There will come a time when all you want to do is raise the white flag, put your hands up in the air, and bow down to tell the world, "I retreat." When all good thoughts have been sucked out, when optimism has gone down the drain, when the cake has lost its sweetness, and the pond has run out of water.
Here comes the day when I am ready not to achieve one of my dreams this year - only one of them - and I have vowed to open myself to other possibilities besides the one I've always had in mind.
I have three ultimate dreams for 2013. 1. 2. And 3.
Two of them pertain to me, while the one is intended for my family.
After days of emotional and psychological torture - of choosing not share this with any of my friends because they will either 1) Agree to my thought-of-plan-B or 2) Tell me to just go on, because patience is a virtue and good things come to those who wait (and I don't want to hear both) - I have decided to just let go of that ONE dream and embrace change, if necessary. The world is a hotpot of opportunities and privileges, anyway. I can go for crayola or just pick a ruler, or opt for a paper to create another masterpiece in life.
Tears rolled down my cheeks during tonight's worship at the Feast as I laid down my plans to Him. Tonight's talk was actually a bull's eye for me for it discussed God's faithfulness to His promises and the solutions through which we endure the long, painstaking process of waiting for our dreams to become real. It talked of Prov. 3:5, "Trust in the Lord with all your heart and lean not on your own understanding." When you trust, there must be no room for doubts. Another way of saying it: Wag ka na umasang kaya mo. Wag mo na asahan. Hindi mo kaya... nang mag-isa. So let Him do the trick, the wizardry, the magic.
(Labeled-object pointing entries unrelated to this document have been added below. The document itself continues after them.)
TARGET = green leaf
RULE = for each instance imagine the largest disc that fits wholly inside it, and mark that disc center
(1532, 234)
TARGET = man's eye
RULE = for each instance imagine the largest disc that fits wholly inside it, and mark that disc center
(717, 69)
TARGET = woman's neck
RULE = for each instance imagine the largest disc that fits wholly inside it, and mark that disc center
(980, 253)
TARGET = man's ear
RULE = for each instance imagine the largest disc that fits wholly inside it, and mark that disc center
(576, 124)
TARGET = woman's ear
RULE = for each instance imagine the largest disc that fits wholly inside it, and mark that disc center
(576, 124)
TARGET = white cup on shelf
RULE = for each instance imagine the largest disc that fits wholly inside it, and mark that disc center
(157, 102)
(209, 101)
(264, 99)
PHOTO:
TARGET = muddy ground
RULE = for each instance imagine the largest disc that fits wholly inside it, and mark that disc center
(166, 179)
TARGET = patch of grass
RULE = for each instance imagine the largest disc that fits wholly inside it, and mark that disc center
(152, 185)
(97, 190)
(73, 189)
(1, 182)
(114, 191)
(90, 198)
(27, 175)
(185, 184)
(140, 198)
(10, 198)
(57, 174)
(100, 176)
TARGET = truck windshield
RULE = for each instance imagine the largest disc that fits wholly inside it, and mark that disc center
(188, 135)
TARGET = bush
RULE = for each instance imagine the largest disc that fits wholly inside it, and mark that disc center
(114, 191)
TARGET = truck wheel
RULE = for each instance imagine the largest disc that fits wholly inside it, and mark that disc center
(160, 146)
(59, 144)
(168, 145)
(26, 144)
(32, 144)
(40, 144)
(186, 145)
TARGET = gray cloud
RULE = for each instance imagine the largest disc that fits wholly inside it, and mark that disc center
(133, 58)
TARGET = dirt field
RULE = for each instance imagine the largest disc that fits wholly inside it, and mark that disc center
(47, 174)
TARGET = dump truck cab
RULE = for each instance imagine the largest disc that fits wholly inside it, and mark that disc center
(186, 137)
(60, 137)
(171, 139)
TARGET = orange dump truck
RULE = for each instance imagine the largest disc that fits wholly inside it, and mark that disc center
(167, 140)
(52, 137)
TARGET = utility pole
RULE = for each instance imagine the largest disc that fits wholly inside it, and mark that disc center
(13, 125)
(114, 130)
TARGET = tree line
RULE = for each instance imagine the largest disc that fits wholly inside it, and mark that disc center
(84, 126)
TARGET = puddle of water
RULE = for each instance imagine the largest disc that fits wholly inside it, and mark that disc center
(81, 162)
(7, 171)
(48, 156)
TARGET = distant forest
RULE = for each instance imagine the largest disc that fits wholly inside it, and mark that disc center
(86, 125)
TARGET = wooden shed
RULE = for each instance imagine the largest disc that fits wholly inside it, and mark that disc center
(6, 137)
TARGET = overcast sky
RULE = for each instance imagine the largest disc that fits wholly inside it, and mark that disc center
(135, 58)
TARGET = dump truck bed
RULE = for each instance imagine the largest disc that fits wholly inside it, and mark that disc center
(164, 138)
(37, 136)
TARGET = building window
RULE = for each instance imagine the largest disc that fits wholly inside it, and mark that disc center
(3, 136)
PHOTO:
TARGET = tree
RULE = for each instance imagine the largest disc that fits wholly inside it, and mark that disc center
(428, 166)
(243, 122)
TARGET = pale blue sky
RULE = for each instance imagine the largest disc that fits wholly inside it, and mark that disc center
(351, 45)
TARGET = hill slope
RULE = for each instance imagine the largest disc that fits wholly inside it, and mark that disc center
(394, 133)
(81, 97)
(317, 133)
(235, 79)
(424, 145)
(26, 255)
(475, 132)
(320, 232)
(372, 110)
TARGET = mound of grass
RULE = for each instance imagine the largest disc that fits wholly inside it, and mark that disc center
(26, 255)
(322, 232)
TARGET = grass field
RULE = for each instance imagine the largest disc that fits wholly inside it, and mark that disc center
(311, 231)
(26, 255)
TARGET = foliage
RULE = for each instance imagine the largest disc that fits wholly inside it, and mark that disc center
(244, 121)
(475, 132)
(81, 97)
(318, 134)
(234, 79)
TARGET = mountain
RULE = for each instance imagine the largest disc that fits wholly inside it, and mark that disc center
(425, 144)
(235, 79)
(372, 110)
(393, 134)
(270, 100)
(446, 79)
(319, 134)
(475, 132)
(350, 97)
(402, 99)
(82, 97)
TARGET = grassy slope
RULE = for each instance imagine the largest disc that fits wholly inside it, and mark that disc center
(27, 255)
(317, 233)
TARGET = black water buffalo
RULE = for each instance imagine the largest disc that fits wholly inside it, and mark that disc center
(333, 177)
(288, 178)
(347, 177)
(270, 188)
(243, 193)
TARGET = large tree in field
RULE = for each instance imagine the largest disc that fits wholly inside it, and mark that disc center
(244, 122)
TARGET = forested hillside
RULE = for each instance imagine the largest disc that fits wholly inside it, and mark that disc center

The sixth verse continues, "... And He will make your paths straight."
I'm lifting my white flag, as a sign of surrender - not to challenges and circumstances, but of my dreams which God has a call whether or not to transform them into reality.
Whether or not this CERTAIN dream becomes granted, He remains to be my God.
But for the meantime, it hurts. It's hurting. Like a breakup, a loss anew.